# Boneless Short Ribs



## nycg8r (Mar 3, 2013)

Yesterday at my butcher I picked up some boneless short ribs seeing that they looked pretty good.  I figured I'll buy them and come here and figure out how to cook them.  Well after a decent amount of searching I am still a bit unsure on proper technique.   Right now I am leaning towards the 3-2-1 method but I guess I'd like to get a little better idea on internal temp etc that I should look for at each stage.   Additionally, if you have a different suggestion as to how to smoke, I'm all ears.   This will be my first smoke on my new smoker so dinner rests on my shoulders.
Thank you!


----------



## kathrynn (Mar 3, 2013)

Was wondering about this too.  Will wait and see what the guys tell you to.  If you don't mind!  
	

	
	
		
		



		
			






Kat


----------



## flash (Mar 3, 2013)

Hmm, being boneless and short, seems you could just marinade them and grill, but if you want to smoke I would not do a 3-2-1. I don't even do a 3-2-1 for beef ribs w/bones. More like a 2-1.5-1 or a 2-1-1 depending on how much fat is involved.  Don't worry too much on internal temp, beef turns a beautiful brown color when it is getting done. I prefer my beef ribs like I do my steaks, not over done.


----------



## luv2putt (Mar 3, 2013)

I usually do the boneless as pastrami 












image.jpg



__ luv2putt
__ Mar 3, 2013






And the bone in as smoked ribs












image.jpg



__ luv2putt
__ Mar 3, 2013






Either way you will not be disappointed ... Amazing cut of meat on the smoker...


----------



## luv2putt (Mar 3, 2013)

Keep in mind short ribs need to a cook a while to get tender .. Do not cook them like them like a rib eye bone or they will be tuff !!


----------



## nycg8r (Mar 9, 2013)

So just to report back, I ended up making these last Sunday to limited success as I was not a huge fan but my two sons loved it.   I put em in dry at 250 till they hit 170 about 2.5-3hrs, then I foiled them up with lots of liquids to 185 and then took em out and let em smoke again till 195-8.  I would have thought I would have been able to break down some of the fats at 190 but it was not as tender as I would have liked especially when you know how awesome these are when you braise them.  
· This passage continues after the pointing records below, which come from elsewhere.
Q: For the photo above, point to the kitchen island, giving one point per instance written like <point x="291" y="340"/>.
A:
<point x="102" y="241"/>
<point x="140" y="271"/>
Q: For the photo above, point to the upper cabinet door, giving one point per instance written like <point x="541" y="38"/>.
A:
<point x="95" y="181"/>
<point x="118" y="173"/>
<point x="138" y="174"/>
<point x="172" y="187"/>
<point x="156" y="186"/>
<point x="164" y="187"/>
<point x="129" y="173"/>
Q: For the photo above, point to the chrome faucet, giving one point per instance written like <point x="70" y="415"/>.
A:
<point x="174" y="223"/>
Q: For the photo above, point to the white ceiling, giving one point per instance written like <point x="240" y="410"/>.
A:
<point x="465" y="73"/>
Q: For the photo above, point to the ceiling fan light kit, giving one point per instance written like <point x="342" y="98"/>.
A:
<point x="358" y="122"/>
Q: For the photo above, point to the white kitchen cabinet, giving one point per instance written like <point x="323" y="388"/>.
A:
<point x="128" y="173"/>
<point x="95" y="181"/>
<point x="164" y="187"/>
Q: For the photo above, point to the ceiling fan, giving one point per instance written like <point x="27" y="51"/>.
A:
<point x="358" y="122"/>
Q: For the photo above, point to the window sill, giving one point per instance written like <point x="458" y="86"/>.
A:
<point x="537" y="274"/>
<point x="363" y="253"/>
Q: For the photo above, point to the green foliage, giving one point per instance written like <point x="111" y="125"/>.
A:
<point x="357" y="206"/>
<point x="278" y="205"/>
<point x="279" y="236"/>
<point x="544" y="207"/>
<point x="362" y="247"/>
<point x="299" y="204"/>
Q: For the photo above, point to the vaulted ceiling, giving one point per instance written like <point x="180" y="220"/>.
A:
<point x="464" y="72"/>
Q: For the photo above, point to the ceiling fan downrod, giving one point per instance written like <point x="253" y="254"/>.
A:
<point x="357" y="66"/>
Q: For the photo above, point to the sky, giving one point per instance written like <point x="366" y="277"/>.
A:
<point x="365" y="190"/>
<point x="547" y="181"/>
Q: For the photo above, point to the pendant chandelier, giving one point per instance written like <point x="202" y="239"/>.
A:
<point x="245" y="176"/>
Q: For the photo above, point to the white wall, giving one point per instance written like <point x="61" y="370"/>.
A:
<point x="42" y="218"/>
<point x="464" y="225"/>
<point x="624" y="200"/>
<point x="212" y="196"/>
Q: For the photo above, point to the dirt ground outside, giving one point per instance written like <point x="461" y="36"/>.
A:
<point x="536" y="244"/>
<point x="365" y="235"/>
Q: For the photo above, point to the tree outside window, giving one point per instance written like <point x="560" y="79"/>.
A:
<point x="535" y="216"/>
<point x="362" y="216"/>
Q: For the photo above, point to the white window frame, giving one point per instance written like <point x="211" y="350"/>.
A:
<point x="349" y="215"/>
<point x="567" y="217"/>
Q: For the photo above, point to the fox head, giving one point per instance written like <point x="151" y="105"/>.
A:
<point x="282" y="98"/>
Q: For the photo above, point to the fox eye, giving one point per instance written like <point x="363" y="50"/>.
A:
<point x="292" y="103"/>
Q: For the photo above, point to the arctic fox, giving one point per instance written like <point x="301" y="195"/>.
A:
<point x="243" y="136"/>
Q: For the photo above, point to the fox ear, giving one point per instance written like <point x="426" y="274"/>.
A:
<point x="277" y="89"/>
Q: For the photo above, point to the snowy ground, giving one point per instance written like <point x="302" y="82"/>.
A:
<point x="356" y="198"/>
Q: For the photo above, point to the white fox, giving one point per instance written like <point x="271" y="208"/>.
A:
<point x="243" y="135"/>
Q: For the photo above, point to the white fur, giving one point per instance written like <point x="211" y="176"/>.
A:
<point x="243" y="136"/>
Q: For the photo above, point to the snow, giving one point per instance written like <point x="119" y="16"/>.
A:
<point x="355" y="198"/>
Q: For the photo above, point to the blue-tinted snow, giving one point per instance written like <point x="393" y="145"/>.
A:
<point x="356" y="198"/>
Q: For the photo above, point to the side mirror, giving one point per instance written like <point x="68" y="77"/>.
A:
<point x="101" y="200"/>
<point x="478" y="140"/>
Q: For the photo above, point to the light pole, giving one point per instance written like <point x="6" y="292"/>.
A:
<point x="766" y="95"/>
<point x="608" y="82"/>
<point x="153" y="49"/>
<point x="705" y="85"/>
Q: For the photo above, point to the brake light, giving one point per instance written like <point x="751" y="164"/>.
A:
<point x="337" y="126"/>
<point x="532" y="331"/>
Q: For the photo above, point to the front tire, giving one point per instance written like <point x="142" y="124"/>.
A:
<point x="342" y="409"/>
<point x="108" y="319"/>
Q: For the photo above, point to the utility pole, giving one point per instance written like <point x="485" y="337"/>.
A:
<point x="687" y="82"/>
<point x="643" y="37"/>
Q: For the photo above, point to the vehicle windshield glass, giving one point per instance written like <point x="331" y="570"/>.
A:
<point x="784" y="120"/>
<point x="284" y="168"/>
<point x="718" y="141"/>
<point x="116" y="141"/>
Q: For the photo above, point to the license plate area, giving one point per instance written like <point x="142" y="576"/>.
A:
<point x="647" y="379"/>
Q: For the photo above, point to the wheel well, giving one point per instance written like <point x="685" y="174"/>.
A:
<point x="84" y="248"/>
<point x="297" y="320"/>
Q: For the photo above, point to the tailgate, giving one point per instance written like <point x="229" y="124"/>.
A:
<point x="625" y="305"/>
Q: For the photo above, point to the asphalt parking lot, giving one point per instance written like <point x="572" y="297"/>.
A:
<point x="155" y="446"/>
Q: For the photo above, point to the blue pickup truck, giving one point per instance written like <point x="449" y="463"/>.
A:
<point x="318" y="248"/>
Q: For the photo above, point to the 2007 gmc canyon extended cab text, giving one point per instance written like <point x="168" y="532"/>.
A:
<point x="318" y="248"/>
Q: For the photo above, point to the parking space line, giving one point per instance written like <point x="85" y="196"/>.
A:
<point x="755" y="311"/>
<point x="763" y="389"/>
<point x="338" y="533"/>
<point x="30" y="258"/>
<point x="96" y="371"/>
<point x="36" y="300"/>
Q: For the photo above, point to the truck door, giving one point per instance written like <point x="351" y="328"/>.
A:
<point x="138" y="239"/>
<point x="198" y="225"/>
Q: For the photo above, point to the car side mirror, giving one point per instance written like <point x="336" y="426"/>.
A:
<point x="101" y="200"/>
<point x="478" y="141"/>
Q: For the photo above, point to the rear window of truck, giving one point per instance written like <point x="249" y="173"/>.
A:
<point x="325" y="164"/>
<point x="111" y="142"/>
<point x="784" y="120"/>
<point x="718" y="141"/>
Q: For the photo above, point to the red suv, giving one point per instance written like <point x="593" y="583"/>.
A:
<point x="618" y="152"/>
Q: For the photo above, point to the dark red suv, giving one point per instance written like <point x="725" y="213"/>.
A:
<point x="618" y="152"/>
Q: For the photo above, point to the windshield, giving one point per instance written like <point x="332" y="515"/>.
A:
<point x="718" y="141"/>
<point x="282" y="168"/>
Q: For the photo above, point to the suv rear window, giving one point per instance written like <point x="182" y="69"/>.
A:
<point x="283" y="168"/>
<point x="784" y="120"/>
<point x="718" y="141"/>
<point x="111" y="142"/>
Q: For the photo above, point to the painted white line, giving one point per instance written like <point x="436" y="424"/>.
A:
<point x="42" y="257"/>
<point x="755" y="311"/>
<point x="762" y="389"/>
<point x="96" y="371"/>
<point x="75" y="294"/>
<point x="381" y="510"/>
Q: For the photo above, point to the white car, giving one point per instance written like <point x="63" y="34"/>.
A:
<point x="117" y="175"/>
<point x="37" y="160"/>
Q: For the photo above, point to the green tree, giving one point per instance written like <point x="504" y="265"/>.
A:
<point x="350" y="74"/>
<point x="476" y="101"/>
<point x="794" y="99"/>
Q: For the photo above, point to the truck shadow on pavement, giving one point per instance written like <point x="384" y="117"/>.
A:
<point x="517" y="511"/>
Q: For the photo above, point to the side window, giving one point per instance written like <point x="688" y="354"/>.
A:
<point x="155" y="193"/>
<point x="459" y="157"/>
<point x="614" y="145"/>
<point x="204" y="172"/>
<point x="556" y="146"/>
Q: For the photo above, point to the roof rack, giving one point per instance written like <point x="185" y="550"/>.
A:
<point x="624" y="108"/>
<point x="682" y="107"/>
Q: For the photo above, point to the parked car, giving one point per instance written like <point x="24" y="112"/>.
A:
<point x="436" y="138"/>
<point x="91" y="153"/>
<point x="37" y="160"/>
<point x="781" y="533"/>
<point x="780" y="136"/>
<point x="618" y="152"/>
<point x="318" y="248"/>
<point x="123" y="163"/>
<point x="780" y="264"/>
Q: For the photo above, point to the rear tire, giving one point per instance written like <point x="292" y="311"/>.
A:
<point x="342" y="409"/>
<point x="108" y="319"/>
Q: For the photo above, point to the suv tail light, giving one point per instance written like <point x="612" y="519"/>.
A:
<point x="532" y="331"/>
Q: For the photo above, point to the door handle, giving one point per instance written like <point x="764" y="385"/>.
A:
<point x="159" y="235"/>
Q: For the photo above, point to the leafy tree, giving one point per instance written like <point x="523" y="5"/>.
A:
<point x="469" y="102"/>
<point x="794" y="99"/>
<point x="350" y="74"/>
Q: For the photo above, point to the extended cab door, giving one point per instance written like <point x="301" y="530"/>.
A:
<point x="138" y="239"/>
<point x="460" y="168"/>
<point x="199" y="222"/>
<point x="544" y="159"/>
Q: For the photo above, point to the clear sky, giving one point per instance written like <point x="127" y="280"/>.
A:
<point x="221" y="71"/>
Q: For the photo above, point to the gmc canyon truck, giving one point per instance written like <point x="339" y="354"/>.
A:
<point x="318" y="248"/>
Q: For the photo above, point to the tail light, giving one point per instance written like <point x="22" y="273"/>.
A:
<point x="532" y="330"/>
I think in the future I will stick with the tried and true things to smoke although I am intrigued by how beef cheeks would turn out.


----------



## luv2putt (Mar 9, 2013)

Next time try making pastrami out of boneless shortribs ... Amazing see pic I posted earlier


----------



## 86gn (Mar 9, 2013)

I've been doing these with a reverse sear (1-2 hrs at 180-200 in the smoker then just a couple of minutes on a hot grill to get the IT to 125) and slicing thin medium rare slices to serve. They really come out tasty and they reheat well.


----------



## sarnott (Mar 10, 2013)

luvsputt,

I've never made pastrami. How did you make pastrami out of short ribs that looks your pictures? They look awesome!

Thanks,

Scott


----------



## luv2putt (Mar 10, 2013)

Scott, you need to brine them for 7-10 days, let air dry  one night in fridge ,season and smoke for 7-8 hours till butterey tender ..  You can find different pastami -corned beef brine recipes by searching the forums ... I use Pops recipe slightly modified for my particular taste ... I must tell you it was the best pastrami I have eaten


----------